After checking the generic drug approvals on FDA’s website today, I was disappointed to see that OGD only approved 11 ANDAs in the month of November. Prior to this, the lowest month was July 2014 when OGD approved only 18 ANDAs. This comes after October’s encouraging numbers, with OGD issuing 45 ANDA approvals.
If we take a walk down memory lane, back to the days of the generic drug scandal, approvals fell from 50-60 per month to a mere trickle of about 10 or less a month, until things started improving towards the end of FY 1991.

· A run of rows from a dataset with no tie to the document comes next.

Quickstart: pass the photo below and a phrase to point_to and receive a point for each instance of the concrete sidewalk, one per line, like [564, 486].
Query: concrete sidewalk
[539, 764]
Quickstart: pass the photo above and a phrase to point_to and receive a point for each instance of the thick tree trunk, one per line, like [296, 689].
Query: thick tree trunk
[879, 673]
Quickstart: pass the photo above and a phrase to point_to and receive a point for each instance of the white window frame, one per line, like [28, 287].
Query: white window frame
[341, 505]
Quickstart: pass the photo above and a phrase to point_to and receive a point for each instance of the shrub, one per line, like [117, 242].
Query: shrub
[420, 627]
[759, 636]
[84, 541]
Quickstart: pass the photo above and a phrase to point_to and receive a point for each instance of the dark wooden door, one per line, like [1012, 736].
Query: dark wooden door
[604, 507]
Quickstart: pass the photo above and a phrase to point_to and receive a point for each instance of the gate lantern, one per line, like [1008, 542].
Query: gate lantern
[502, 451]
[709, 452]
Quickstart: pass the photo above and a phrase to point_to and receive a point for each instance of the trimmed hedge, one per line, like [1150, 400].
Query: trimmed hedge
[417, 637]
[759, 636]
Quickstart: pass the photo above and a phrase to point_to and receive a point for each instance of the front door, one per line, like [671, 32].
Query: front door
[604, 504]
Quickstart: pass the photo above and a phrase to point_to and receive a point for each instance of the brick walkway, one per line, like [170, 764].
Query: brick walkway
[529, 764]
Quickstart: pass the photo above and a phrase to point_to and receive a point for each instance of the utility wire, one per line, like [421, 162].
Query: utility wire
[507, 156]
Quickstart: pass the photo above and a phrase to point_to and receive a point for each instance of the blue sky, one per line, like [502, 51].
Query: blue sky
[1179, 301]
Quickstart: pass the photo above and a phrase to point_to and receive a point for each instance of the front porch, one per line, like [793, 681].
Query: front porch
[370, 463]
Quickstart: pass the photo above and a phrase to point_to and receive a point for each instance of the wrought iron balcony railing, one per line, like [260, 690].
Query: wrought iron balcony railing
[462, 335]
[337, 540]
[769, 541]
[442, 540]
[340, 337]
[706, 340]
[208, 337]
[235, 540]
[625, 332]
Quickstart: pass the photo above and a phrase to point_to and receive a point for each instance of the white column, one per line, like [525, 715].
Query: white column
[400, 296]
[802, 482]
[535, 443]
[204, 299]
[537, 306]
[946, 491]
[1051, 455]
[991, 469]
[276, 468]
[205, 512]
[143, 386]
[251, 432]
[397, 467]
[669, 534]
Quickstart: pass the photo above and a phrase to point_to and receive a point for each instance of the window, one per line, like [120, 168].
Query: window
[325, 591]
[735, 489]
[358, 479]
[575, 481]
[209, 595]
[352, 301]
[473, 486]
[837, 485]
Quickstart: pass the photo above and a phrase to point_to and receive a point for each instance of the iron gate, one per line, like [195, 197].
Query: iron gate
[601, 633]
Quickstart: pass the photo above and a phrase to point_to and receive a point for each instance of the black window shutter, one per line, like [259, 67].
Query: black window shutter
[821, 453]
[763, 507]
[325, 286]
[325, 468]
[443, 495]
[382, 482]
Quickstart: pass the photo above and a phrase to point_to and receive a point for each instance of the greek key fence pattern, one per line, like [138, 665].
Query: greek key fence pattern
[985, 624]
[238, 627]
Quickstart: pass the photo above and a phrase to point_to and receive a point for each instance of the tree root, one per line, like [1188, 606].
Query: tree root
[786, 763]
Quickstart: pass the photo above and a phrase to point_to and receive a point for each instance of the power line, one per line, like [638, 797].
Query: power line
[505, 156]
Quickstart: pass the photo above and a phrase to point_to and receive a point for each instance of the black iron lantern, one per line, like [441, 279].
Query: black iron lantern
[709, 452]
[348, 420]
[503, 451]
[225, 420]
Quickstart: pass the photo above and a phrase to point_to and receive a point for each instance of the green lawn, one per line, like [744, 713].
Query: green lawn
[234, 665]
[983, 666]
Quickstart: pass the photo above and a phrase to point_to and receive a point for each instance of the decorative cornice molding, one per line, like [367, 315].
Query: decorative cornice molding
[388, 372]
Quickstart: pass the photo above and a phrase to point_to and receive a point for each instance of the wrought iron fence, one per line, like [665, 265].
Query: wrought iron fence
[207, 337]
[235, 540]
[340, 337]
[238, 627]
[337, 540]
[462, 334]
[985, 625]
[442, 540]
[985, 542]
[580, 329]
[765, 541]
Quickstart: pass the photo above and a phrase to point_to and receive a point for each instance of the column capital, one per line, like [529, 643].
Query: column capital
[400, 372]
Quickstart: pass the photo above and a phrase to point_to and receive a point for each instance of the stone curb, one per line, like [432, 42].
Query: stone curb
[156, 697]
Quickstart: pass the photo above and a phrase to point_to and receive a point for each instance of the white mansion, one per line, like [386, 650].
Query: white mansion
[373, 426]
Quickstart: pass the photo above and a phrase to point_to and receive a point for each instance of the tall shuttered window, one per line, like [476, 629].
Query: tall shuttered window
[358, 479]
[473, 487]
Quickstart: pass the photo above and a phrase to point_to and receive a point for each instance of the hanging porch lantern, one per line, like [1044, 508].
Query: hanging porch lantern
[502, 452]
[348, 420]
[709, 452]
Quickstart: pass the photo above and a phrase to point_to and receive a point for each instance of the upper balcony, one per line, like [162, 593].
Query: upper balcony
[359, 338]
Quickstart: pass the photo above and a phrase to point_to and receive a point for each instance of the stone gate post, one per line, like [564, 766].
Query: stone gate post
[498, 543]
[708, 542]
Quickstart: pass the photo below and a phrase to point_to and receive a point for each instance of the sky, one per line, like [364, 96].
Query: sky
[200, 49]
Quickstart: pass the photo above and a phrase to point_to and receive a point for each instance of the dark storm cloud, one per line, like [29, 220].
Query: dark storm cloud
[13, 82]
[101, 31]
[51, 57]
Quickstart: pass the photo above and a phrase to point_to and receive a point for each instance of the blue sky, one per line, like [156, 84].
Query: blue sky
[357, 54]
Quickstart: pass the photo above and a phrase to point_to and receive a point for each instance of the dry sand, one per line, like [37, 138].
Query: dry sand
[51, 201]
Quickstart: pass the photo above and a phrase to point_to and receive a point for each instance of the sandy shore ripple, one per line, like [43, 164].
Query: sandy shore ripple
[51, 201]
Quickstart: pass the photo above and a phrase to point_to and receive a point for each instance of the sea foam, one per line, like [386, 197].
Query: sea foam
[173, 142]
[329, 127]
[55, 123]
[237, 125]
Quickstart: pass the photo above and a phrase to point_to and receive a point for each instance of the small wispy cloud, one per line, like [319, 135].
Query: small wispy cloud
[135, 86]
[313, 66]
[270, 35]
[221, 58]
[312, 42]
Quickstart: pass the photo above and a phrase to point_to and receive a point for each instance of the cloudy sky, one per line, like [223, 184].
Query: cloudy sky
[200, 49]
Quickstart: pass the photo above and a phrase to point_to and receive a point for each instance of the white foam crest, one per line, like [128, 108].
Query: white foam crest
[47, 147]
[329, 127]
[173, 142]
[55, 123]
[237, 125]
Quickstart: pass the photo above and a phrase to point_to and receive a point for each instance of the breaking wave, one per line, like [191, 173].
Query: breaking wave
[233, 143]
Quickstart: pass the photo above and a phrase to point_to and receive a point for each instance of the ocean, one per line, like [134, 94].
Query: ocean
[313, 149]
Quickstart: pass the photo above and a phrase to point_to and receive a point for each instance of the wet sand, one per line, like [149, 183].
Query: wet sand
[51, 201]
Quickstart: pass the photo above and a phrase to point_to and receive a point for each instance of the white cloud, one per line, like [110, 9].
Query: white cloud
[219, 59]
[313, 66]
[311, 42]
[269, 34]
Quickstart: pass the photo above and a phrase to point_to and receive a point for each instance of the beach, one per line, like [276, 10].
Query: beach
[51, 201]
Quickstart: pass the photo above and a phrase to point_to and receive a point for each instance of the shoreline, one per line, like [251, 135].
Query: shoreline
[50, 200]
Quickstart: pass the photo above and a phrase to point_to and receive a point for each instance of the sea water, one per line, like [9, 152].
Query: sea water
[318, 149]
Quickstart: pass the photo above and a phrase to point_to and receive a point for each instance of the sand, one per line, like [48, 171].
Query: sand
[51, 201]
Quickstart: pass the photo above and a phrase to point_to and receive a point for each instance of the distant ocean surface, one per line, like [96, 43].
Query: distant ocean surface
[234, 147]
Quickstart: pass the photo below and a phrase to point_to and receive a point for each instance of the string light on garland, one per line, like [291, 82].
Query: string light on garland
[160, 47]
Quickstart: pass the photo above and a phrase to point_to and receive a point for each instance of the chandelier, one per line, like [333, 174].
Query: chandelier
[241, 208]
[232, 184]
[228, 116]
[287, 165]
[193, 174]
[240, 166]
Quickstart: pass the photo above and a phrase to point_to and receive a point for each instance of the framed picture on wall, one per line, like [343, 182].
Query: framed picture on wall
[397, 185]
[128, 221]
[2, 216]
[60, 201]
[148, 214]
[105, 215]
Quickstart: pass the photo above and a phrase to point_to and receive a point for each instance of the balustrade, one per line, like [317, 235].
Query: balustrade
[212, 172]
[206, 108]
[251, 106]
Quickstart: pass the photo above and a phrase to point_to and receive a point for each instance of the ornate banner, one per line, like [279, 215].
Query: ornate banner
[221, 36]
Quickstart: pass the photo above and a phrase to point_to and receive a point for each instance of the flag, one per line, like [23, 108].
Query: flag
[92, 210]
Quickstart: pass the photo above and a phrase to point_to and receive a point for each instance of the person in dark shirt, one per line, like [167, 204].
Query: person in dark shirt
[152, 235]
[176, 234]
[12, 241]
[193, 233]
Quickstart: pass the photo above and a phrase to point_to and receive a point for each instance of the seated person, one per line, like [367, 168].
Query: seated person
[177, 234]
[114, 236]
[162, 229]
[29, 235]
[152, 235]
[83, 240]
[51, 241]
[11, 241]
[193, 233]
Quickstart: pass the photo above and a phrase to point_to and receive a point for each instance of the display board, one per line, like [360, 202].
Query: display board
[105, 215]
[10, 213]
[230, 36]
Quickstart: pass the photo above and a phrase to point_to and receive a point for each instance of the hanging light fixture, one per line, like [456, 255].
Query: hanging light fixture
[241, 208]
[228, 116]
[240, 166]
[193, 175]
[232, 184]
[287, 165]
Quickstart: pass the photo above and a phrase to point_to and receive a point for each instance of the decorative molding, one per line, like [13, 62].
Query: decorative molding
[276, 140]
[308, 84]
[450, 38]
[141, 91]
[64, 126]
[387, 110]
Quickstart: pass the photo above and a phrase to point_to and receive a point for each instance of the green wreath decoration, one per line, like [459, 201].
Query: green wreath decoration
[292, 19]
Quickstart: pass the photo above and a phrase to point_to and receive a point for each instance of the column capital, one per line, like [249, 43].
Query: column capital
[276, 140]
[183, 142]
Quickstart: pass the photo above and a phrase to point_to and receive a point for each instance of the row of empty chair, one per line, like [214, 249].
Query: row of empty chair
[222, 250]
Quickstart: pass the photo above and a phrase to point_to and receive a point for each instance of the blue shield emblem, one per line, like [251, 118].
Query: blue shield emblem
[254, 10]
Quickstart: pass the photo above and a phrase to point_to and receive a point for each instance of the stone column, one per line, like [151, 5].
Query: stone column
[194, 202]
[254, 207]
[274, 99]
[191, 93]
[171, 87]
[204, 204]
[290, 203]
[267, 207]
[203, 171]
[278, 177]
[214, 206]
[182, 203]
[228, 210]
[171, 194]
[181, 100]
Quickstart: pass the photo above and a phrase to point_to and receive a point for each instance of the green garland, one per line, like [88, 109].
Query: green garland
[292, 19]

Right now, approval data is the only information relative to OGD productivity that is publically available as the Generic Drug Monthly Activity Report apparently fell victim to the new CDER IT platform (see previous story here). The approval figures are obviously not representative of the total body of work that OGD produces as that includes (among other things) responses to controlled correspondence, Complete Response Letters, industry meetings, policy and procedure development, but it is certainly at the top of the list as the number one output product by which the generic industry gauges OGD success.
According to the Activity Report, the last approval for the month of November was issued on November 24, 2014. The holiday and vacation over the Thanksgiving weekend routinely impacts the end of November, and we know that the end of December is also relatively slow for OGD approvals, but usually not so for submissions as firms race to the end of the year to get their applications into OGD. But, this year, we may not even know what those submissions numbers look like until the IT folks in CDER can figure out how to generate the necessary reports that can be publically disseminated. Unfortunately, this is another setback for the Generics program and we don’t even know how the new IT platform problem actually impacts OGD productivity or ability to track required data under GDUFA.